Ignore break line sometimes

Geovani de Souza

unread,

Feb 11, 2012, 9:56:17 AM2/11/12

to

Hi all!

I'm trying write an parser to my compiler, and I'm interessed to ignore the break line (\n) sometimes. E.g:

if true then [\n]
foo(); [\n]
end; [\n]

So, in the first line, the '\n' after 'then' isn't important, but in the second "foo();" could replace the need of the semicolon to conclude the statement, or still, in the 'end'.

Too ignore '\n' in the white lines.

How can I do this?

Hans-Peter Diettrich

unread,

Feb 11, 2012, 11:28:36 AM2/11/12

to

Geovani de Souza schrieb:

> I'm trying write an parser to my compiler, and I'm interessed to
> ignore the break line (\n) sometimes. E.g:
>
> if true then [\n] foo(); [\n] end; [\n]
>
> So, in the first line, the '\n' after 'then' isn't important, but in
> the second "foo();" could replace the need of the semicolon to
> conclude the statement, or still, in the 'end'.

That's why many (compiled) languages ignore line ends and other
whitespace, and require explicit statement termination, e.g. by a
semicolon. Interpreters instead often prefer the "one statement per
line" approach, with the option to concatenate statements by e.g. a colon.

IMO you should make a decision about the meaning of whitespace in
general, and of line endings in detail, in your language.

Please give an example that would compile differently when linefeeds are
removed, and then answer yourself the question whether this really
will make sense.

DoDi

George Neuner

unread,

Feb 11, 2012, 12:59:57 PM2/11/12

to

IMO making the newlines significant is a really bad idea ... but
leaving that aside I believe the most effective way would be to have
your lexer return a special "end-of-line" code for either semicolon or
newline and make the end-of-line code optional where it need not be.

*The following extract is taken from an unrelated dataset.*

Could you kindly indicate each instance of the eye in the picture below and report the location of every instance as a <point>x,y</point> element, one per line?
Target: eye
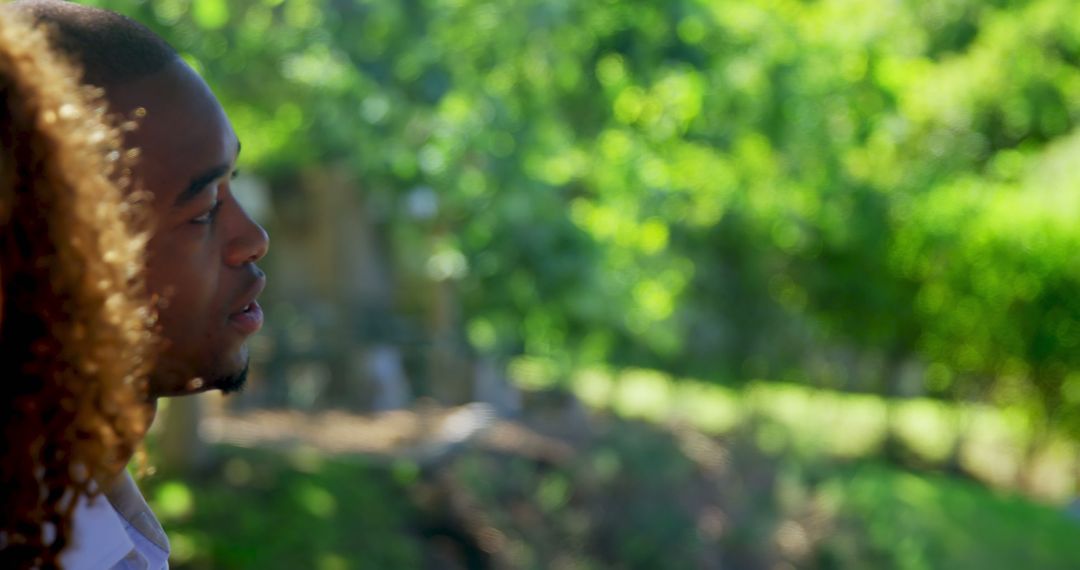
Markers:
<point>210,215</point>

You don't say whether your parser is handwritten or tool generated (or
which tools) ... so I can't really give an example.

George

Karsten Nyblad

unread,

Feb 12, 2012, 3:21:48 AM2/12/12

to

> I'm trying write an parser to my compiler, and I'm interessed to
ignore the break line (\n) sometimes. E.g:
>
> if true then [\n]
> foo(); [\n]
> end; [\n]

One option is to write a recursive descendent parser, and have two ways
of calling the lexer: One that return line ends and one that does not.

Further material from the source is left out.